I'm not a professional and cannot give professional advice. But the advice is based on online communication with hundreds of pedophiles and my life experience.


  1. I think it is immoral to come out to anyone except your therapist or doctor, or your parents. You never know who is a survivor of childhood sexual abuse. Even if this person is your spouse, you might not know, as that is a secret that is as closely kept as pedophilia.

    I have told a lot of people, and it was recklessly putting people in danger of emotional harm. I could have triggered a survivor of child sexual abuse to have a flashback...Most people did react fairly well, but you just never know.

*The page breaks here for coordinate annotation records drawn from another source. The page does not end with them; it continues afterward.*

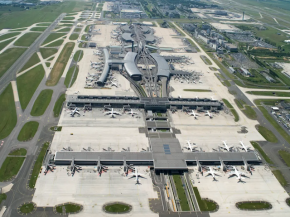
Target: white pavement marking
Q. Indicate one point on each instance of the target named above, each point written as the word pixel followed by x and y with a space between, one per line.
pixel 15 91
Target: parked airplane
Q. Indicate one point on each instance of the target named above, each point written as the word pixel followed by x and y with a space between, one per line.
pixel 131 112
pixel 190 146
pixel 245 148
pixel 74 167
pixel 192 113
pixel 112 113
pixel 96 63
pixel 237 173
pixel 49 167
pixel 137 175
pixel 75 111
pixel 212 173
pixel 226 147
pixel 208 114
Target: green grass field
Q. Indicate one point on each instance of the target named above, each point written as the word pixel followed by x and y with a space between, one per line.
pixel 285 155
pixel 19 152
pixel 46 13
pixel 261 151
pixel 181 193
pixel 117 208
pixel 68 208
pixel 270 93
pixel 69 75
pixel 9 35
pixel 280 177
pixel 5 43
pixel 37 165
pixel 52 37
pixel 231 108
pixel 58 105
pixel 28 131
pixel 28 83
pixel 27 39
pixel 78 55
pixel 41 102
pixel 47 52
pixel 2 197
pixel 56 43
pixel 254 205
pixel 73 36
pixel 64 30
pixel 8 117
pixel 267 134
pixel 27 208
pixel 197 90
pixel 39 29
pixel 60 64
pixel 32 61
pixel 10 167
pixel 8 57
pixel 204 205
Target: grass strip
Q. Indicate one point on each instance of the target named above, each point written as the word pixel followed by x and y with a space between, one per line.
pixel 285 155
pixel 10 167
pixel 27 39
pixel 41 102
pixel 56 43
pixel 34 59
pixel 28 131
pixel 58 105
pixel 60 64
pixel 204 205
pixel 69 75
pixel 5 43
pixel 261 151
pixel 37 165
pixel 267 134
pixel 181 193
pixel 28 83
pixel 8 117
pixel 52 37
pixel 78 55
pixel 9 35
pixel 270 93
pixel 197 90
pixel 8 57
pixel 47 52
pixel 18 152
pixel 254 205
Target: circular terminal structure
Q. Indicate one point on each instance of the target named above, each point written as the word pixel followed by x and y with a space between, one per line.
pixel 117 208
pixel 27 208
pixel 254 205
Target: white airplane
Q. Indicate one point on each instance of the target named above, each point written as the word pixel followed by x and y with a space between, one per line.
pixel 137 175
pixel 131 112
pixel 112 113
pixel 212 173
pixel 226 147
pixel 208 114
pixel 96 63
pixel 192 113
pixel 190 146
pixel 245 148
pixel 237 173
pixel 96 53
pixel 114 84
pixel 75 111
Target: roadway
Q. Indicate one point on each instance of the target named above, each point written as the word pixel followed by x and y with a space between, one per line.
pixel 10 74
pixel 270 148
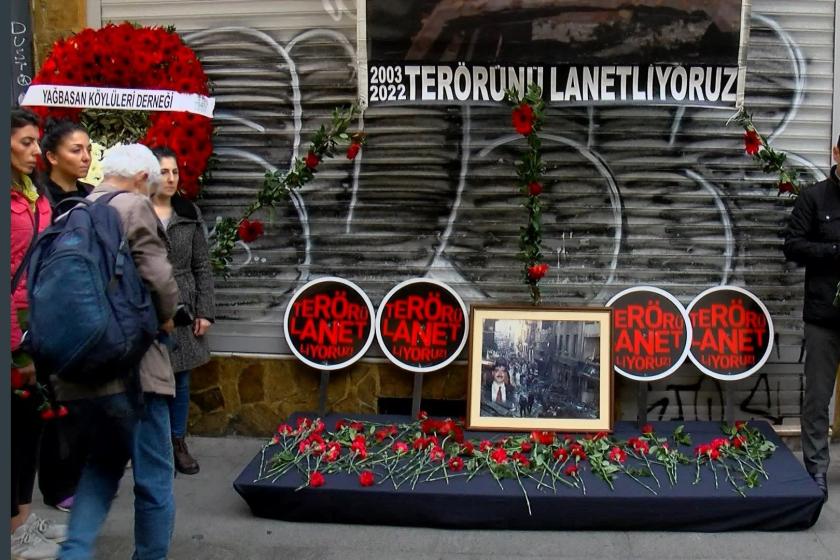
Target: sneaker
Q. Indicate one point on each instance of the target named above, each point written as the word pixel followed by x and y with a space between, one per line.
pixel 27 544
pixel 65 505
pixel 47 528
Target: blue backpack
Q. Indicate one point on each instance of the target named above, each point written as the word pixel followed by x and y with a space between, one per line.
pixel 91 318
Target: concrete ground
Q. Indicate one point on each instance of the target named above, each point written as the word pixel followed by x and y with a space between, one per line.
pixel 214 523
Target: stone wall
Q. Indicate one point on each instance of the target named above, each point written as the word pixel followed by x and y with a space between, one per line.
pixel 250 396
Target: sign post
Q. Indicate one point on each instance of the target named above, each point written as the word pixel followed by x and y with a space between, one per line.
pixel 328 326
pixel 651 332
pixel 732 337
pixel 421 327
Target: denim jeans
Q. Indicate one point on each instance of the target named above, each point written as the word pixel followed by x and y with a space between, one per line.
pixel 179 407
pixel 120 433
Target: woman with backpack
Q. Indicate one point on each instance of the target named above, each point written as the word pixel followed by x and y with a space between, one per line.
pixel 67 157
pixel 66 153
pixel 190 258
pixel 32 537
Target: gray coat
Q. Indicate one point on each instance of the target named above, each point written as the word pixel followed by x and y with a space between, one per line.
pixel 190 258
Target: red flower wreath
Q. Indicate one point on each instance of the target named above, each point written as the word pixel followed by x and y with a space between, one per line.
pixel 125 56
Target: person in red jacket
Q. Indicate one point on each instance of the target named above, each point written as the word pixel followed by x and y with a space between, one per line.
pixel 32 538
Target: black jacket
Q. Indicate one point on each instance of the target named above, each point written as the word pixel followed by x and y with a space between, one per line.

    It is like any other diagnosis or medical condition. Not everyone needs to know. The only difference is that such a revelation could be triggering to a survivor of child sexual abuse.

    And so, I don't plan to tell anyone, except maybe my next doctor. My family and my treatment team are the only people that need to know.

  2. I can't agree with that at all. We are worth as much as anyone else and should not have to hide because it might trigger someone. Pedophilia is not child molestation. Perhaps you told too many people, but not because of a danger of triggering.

    1. I do not judge others who come out, as I certainly have done that. But, if I were to come out, it would be immoral, as it goes against my religious beliefs to follow the Golden Rule. But, I do believe it would trigger some survivors of child sexual abuse, and so I am not telling anyone about my disorder except a mental health professional.

  3. Hello Ethan. As a pedophile who is out to a number of people, I can say this is all very good advise. Most of it is not only advise I'd give myself but also are rules I've stuck to myself when coming out to others. No one should ever take coming out as a pedophile lightly, but it can be done, and I'm lucky to have never had a negative experience with it.

  4. here's something to consider. if you come out to a friend, they feel an obligation not to share that information.

    if you are outed in some other way to people who know that friend, they stand to be judged by those other people for not sharing that information.

    this is a terrible position to put a person in, especially if they have been understanding and discreet.

    it is really a problem and I would love to hear other people's thoughts on it.


    1. That is an interesting wrinkle on things. Ideally, they would decide when you come out to them whether they are OK keeping your confidence, and if so they should be comfortable with that decision, no matter who finds out later. Of course it's not always simple because people are generally torn about what to do. And they may want to fit in with a peer group even if they don't share its values.

      I guess if you substitute "abuse" for "attraction", you get the motivation for mandated reporting laws. By way of the law, society is telling you that you can't keep a secret about abuse even if it is convenient for you. When it's just about attraction, the morality is very different, even if many in society wouldn't see it that way.